Ringkasan Tinjauan Pustaka Proses fiksasi CO2 menggunakan mikroalgae Botryococcus braunii memiliki kelebihan dibandingkan penggunaan tumbuhan tingkat dan alga lainnya yaitu waktu generasinya yang singkat sehingga mampu memfiksasi CO2 dalam jumlah lebih besar dan dapat menghasilkan senyawa hidrokarbon (C27-C31) yang berpotensi menjadi sumber energi alternatif.
19
Terdapat dua faktor yang menentukan pertumbuhan sel dan kandungan hidrokarbon Botryococcus braunii yaitu faktor internal dan faktor eksternal. Faktor internal meliputi struktur genetik dan kemampuan mikroalga dalam beradaptasi dengan lingkungan.
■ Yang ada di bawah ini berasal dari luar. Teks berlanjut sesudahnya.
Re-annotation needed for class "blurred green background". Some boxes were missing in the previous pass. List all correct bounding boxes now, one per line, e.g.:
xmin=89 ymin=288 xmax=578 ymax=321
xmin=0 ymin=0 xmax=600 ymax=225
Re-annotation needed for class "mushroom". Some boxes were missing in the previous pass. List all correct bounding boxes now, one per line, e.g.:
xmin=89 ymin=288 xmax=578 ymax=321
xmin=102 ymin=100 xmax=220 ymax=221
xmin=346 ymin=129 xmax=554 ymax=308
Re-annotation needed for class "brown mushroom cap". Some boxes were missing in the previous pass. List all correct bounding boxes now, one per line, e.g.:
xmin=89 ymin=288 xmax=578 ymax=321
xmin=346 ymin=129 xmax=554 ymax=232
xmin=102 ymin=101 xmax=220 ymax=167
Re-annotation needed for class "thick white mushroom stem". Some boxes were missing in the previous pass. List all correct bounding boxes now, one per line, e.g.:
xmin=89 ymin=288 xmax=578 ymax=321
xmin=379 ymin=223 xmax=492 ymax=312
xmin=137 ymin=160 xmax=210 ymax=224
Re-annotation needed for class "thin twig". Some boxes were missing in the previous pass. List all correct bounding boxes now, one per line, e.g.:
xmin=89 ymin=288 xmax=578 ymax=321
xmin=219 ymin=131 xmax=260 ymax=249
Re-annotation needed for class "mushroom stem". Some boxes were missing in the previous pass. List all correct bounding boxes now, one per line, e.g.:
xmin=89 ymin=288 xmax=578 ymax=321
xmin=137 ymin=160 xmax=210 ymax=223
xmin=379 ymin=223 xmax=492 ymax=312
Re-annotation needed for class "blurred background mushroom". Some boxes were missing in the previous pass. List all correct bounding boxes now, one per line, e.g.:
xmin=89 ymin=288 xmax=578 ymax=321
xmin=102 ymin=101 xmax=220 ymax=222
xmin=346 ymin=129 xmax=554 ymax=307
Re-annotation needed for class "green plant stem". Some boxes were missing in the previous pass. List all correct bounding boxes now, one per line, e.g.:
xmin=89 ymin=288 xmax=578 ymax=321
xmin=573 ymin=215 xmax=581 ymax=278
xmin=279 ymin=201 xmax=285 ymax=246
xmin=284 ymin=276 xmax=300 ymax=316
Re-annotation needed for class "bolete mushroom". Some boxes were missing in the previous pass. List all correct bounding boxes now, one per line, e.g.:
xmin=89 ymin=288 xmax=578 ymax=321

Sedangkan faktor eksternal merupakan faktor lingkungan seperti komposisi medium, kadar CO2, kondisi keasaman medium (pH), intensitas cahaya, temperatur, kadar garam, dan lain-lain. Kadar CO2 dalam medium merupakan faktor lingkungan yang paling berpengaruh terhadap pertumbuhan sel dan kandungan hidrokarbon
Botryococcus
braunii hal ini disebabkan Botryococcus braunii memperoleh energi untuk proses pembelahan dari penguraian glukosa hasil fotosintesis (fiksasi CO2) dan kandungan hidrokarbon ditentukan oleh banyaknya sumber karbon yang dikonsumsi dan kondisi pencahayaan. Botryococcus braunii merupakan mikroalgae yang tahan pada salinitas tinggi dan lebih tahan asam dibanding alga jenis lain. Oleh sebab itu, agar medium yang digunakan bersifat selektif permeabel, medium dimodifikasi dengan penambahan garam untuk meningkatkan salinitas dan penambahan kadar SOx untuk meningkatkan keasaman. Kultivasi Botryococcus braunii dilakukan pada air lift fermentor. Keunggulan air lift fermentor dibandingkan reaktor jenis lain yaitu cara pengadukannya yang menggunakan sirkulasi udara tanpa menggunakan pengaduk mekanik. Hal ini memungkinkan udara dan CO2 terdistribusi merata dan mengurangi gesekan akibat pengadukan. Variasi percobaan
yang akan dilakukan adalah variasi pencahayaan terang dan
pencahayaan gelap-terang. Pada saat pencahayaan terang kemungkinan besar Botryococcus braunii akan menggunakan energi dari penguraian glukosa hasil fotosintesis untuk memperbanyak diri sehingga pada kondisi ini proses yang terjadi merupakan proses pertumbuhan sel. Berbeda halnya pada kondisi pencahayaan gelapterang, pada saat terang mikroalgae cenderung melakukan aktivitas pertumbuhan, sedangkan pada saat gelap mikroalgae cenderung mensintesis hidrokarbon sehingga pada kondisi pencahayaan gelap-terang mikroalgae melakukan aktivitas pertumbuhan sel dan sintesis hidrokarbon secara bergantian sesuai kondisi pencahayaan.